Mother said her sister was once lured off and possessed by just such a spirit, and a holy man from two villages away had to be sent for to exorcise the evil in her. He wore many chains of strangely twisted beads and dried roots around his neck, testaments to his fearsome powers. The simple villagers gathered, a human ring of curiosity around the man. To drive the spirit away, he began to beat my aunt with a long, thin cane, all the time demanding, "What do you want?" He filled the peaceful village with her terrified screams, but unmoved, he carried on beating her poor body until it bled streams of red.
"You are killing her," my grandmother howled, held back by three appalled yet horribly fascinated women. Ignoring her, the holy man fingered a livid pink scar that ran all the way down his face and walked his determined, tight circles around the cowering girl, always with the darkly whispered query, "What do you want?" Until eventually she screamed shrilly that it was a fruit she wanted.
"Fruit? What sort of fruit?" he asked sternly, halting before the sobbing girl.
A shocking transformation occurred suddenly.

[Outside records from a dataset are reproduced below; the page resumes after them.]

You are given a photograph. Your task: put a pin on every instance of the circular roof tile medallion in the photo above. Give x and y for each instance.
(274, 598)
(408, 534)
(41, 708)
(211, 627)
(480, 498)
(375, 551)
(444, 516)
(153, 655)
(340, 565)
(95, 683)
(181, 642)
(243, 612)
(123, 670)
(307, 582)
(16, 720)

The little face looked up at him slyly, and perhaps there was even a bubble of madness in the grin that slowly and with unspeakable obscenity spread its legs on her lips. Coyly she pointed to her younger sister, my mother. "That is the fruit I want," she said, her voice unmistakably male.
The simple villagers were united in their gasp of stunned shock. Needless to say the tall man did not give my mother to the spirit, for she was surely her father's favorite. The spirit had to make do with five lemons, cut and flung into its face, a searing sprinkling of sacred water, and a suffocating amount of myrrh.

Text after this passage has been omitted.